The Haiku community was quite resistant to the idea of supporting the Pi, a resistance which was only partly technical in nature.
These days I would say it is essentially a matter of focus. Considering that the Pi 4 is a tiny little beast hardware-wise (certainly good enough to run as a light desktop, which is what I use it for), Haiku would be amazing on it, but I just don’t see it happening (if it was meant to be, it would have come about by now).
I think there are several reasons and my understanding is probably mostly wrong. First, the original port was using Uboot and then the focused shifted to uefi. Around the same time efforts shifted from a port to raspberry pi to use fdt and support for arbitrary boards.
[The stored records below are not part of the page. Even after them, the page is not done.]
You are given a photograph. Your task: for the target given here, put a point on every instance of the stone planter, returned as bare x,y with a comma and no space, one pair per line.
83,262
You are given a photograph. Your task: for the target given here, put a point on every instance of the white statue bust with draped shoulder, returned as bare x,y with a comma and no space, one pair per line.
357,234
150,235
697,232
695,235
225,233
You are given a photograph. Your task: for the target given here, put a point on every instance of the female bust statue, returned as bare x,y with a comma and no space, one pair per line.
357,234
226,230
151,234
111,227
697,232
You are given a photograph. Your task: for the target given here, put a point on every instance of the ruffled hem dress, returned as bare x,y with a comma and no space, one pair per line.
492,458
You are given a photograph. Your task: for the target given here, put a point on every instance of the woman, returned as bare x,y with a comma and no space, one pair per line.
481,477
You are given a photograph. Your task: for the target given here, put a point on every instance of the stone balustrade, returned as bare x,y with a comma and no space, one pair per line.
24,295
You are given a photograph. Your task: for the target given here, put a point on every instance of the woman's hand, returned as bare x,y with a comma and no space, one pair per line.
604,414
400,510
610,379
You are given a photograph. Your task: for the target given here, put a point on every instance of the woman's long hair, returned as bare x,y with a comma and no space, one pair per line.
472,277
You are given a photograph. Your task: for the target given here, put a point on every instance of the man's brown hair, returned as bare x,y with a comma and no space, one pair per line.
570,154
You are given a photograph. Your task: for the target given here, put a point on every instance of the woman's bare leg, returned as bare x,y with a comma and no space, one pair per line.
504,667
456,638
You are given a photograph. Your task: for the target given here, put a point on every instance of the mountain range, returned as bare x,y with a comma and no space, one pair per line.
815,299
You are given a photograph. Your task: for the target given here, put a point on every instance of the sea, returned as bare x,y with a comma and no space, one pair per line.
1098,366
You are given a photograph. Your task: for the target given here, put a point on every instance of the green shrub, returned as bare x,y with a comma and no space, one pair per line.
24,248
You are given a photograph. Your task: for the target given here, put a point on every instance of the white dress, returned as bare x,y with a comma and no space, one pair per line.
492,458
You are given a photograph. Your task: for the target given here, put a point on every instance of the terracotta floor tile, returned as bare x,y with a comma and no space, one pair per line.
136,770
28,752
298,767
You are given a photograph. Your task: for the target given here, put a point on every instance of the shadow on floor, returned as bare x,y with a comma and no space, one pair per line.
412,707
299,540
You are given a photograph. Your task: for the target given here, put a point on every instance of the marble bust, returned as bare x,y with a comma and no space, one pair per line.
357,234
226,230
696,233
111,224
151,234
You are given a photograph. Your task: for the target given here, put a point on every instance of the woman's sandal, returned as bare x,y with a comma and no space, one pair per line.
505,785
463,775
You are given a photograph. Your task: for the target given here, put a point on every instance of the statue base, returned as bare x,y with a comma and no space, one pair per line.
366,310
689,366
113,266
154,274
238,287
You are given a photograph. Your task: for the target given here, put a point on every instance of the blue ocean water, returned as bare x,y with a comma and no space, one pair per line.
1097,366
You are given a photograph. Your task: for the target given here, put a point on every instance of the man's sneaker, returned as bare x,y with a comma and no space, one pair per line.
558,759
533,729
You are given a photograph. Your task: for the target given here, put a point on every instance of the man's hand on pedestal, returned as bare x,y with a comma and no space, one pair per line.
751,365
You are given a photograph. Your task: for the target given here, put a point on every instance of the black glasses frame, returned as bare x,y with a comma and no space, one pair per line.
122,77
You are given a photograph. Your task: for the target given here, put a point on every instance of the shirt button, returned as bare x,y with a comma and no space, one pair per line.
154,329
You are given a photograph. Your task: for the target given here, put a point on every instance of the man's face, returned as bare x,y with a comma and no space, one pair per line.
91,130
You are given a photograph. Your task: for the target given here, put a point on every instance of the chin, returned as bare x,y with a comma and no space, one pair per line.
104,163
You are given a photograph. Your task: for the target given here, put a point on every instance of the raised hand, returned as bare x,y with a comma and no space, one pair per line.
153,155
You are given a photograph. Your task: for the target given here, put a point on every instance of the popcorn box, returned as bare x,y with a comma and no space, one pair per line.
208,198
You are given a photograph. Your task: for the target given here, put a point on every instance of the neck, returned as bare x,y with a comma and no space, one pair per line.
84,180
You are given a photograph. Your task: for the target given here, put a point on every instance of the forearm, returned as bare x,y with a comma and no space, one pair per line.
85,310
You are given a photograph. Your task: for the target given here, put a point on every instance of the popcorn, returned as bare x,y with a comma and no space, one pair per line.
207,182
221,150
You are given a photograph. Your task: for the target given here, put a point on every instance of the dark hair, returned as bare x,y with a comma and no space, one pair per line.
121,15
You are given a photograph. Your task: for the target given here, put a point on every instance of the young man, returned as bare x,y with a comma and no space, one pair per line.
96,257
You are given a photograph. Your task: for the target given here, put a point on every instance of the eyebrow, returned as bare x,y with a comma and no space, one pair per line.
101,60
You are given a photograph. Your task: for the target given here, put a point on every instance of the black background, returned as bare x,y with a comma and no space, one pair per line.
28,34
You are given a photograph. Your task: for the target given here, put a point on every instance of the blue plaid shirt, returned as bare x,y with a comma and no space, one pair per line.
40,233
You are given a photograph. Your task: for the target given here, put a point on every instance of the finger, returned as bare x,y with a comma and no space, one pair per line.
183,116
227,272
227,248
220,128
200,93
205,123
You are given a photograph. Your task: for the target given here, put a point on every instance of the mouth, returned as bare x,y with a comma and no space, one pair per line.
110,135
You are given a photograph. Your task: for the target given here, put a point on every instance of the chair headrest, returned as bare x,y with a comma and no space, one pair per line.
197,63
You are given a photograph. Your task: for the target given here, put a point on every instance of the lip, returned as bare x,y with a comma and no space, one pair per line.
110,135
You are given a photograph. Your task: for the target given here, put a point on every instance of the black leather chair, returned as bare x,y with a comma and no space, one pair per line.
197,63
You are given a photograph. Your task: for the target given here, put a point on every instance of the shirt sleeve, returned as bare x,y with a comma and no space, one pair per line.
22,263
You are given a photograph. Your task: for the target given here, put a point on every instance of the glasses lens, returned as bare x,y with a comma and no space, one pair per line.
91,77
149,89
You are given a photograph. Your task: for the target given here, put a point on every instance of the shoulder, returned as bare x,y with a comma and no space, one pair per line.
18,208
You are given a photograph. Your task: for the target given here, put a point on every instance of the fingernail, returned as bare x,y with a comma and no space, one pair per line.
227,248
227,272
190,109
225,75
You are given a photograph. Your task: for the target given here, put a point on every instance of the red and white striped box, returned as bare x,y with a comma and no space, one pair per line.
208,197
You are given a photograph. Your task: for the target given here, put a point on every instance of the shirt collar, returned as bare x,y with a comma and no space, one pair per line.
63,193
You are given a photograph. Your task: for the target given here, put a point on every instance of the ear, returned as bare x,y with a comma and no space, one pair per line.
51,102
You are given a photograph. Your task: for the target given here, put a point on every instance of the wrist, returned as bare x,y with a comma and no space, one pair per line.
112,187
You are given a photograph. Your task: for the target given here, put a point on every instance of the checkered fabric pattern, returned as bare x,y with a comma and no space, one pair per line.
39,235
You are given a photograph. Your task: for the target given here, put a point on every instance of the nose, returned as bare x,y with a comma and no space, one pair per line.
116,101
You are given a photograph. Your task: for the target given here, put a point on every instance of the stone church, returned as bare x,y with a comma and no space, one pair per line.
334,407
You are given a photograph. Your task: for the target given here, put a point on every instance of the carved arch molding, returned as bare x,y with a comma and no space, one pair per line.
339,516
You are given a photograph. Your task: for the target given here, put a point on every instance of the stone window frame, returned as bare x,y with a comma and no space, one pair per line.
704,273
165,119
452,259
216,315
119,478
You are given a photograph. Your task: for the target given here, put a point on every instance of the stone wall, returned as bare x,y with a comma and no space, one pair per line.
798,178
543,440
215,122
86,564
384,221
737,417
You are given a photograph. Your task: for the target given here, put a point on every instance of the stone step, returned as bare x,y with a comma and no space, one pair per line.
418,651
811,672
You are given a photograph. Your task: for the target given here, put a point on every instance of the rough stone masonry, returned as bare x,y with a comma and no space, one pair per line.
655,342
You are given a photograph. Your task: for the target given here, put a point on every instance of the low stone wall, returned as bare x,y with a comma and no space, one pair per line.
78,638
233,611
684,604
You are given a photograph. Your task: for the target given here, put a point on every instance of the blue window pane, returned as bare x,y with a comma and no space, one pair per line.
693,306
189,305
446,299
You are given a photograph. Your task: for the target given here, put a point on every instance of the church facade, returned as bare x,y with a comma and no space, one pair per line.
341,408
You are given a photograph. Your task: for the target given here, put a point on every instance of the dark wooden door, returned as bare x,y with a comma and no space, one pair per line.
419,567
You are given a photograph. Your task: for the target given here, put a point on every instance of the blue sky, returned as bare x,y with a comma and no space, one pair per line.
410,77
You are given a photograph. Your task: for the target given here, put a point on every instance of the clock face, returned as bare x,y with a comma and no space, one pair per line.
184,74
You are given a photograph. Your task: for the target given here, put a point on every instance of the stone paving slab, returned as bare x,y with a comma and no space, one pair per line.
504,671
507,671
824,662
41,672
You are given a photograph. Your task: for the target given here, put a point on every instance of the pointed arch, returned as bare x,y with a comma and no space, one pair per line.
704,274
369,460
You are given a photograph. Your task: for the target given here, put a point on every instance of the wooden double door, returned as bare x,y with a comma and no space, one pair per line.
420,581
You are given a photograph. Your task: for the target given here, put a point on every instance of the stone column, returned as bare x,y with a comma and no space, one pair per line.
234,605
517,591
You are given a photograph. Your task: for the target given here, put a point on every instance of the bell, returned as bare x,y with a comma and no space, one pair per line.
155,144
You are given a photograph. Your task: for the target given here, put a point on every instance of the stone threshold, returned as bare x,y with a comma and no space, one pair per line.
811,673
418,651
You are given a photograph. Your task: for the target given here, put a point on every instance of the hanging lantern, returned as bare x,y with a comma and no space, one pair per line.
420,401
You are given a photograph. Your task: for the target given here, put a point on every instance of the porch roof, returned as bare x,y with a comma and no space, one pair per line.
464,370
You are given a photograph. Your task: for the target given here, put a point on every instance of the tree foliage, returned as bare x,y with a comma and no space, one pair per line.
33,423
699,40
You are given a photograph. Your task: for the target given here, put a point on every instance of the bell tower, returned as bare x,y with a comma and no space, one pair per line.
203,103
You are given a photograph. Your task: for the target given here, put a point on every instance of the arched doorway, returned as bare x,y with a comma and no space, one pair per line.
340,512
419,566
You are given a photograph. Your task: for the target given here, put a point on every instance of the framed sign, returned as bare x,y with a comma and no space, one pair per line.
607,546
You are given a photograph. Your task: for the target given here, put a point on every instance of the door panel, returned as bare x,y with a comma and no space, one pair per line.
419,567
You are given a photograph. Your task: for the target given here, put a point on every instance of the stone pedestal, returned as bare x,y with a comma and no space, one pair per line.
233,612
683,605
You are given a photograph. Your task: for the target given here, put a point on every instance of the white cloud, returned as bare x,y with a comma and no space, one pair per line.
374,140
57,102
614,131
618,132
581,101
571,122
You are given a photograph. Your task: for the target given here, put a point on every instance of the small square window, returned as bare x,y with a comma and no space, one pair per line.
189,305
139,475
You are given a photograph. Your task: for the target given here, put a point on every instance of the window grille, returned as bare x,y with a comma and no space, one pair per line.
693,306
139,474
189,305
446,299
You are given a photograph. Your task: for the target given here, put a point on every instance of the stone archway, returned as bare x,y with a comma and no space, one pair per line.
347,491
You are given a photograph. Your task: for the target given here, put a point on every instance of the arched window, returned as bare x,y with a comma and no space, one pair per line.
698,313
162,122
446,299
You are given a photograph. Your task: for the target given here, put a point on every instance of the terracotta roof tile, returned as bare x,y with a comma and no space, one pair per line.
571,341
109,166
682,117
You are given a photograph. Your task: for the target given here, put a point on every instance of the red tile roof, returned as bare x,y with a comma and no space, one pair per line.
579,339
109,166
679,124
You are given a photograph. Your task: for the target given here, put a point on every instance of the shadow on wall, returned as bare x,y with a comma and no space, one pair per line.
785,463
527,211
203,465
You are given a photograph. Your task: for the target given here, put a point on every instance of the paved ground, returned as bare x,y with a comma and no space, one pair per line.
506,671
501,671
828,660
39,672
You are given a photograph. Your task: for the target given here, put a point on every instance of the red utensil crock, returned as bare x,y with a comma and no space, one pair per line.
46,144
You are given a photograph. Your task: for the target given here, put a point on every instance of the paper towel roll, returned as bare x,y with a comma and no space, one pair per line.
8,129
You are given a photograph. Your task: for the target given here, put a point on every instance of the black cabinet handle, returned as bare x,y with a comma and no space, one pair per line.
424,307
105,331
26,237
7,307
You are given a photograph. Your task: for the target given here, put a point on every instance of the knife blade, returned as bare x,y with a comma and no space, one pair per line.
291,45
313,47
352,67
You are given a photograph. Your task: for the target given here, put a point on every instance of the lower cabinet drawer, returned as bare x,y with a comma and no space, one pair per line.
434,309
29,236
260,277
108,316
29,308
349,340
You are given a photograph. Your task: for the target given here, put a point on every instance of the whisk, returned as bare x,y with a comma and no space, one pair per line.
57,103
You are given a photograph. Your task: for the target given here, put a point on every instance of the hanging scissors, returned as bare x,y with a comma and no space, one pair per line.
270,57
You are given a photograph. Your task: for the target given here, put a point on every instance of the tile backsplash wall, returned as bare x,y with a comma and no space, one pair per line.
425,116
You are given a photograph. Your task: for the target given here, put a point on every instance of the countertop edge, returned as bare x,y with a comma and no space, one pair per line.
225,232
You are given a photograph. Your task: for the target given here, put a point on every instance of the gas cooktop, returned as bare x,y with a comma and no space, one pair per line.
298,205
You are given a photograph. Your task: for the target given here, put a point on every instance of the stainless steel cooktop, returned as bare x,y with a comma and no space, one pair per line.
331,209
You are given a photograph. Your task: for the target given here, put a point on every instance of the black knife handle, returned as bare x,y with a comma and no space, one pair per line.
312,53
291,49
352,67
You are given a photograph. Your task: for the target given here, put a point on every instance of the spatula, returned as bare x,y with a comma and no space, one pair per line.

This should give a more flexible solution with the downside being less focused development.
The risc-v port probably benefited from the work stated above and stayed focused on a particular board.
It looks like it has almost leap=frogged past the PC port as well.
(A cheap shot but it does not yet boot on my PC and I wish it did.)
I have bought dedicated hardware to run interesting systems before; but feel like I am over that; low volume systems are expensive and stock PCs are cheaper and faster.
I can see the attraction of RISC-V though, hope it takes off.
Perhaps. But this means Broadcom propagates itself the adorably right way, beneficial to everybody. Also note "all the additional bite people end up buying" is mostly made by other parties, often small indy businesses. E.g. I have bought a 3D-printed chassis suiting my needs from a local vendor (and they also offer the source model and customization on demand).